Home > mailing lists

Thread: x206-x225

x206-x225

From

"H.J. Sanders"

Date:

10 March 2006, 05:50:25

Hello list.

We have compared 2 IBM x servers:

IBM X206 IBM X226

---------------------- -------------------

processor Pentium 4 3.2 Ghz Xeon 3.0 Ghz

main memory 1.25 GB 4 GB

discs 2 x SCSI RAID1 10000RPM 1 x ATA 7200 RPM

LINUX 2.6 (SUSE 9) same

PGSQL 7.4 same

postgresql.conf attached same

We have bij means of an informix-4GL program done the following test:

create table : name char(18)

adres char(20)

key integer

create index on (key)

Time at X206 Time at X226

-------------------- ------------------

insert record (key goes from 1 to 10000) 6 sec. 41 sec.

select record (key goes from 1 to 10000) 4 4

delete record (key goes from 1 to 10000) 6 41

This is ofcourse a totally unexpected results (you should think off the opposite).

Funny is that the select time is the same for both machines.

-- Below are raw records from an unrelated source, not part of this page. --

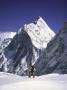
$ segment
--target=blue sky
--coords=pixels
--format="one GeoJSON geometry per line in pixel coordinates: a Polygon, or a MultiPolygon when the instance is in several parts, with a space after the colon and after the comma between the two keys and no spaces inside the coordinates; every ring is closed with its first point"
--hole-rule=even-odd
{"type": "Polygon", "coordinates": [[[38,16],[58,32],[67,21],[67,0],[0,0],[0,31],[17,31],[38,16]]]}

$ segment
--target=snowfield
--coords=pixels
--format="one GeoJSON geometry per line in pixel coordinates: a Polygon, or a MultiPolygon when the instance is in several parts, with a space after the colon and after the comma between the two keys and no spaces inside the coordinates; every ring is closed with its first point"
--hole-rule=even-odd
{"type": "Polygon", "coordinates": [[[28,78],[0,72],[0,90],[67,90],[67,74],[28,78]]]}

Does anybody has any any idea what can cause this strange results or where we

can start our investigations?

Regards

Henk Sanders

Attachment

postgresql.conf-74

Re: x206-x225

From

Richard Huxton

Date:

10 March 2006, 10:16:06

H.J. Sanders wrote:
> X206                                       IBM X226
> ----------------------                            -------------------
> processor                        Pentium 4 3.2
> Ghz                            Xeon 3.0 Ghz
> main memory                    1.25
> GB                                        4 GB
> discs                              2 x SCSI RAID1  10000RPM
> 1 x ATA 7200 RPM

Noting that the SCSI discs are on the *slower* machine.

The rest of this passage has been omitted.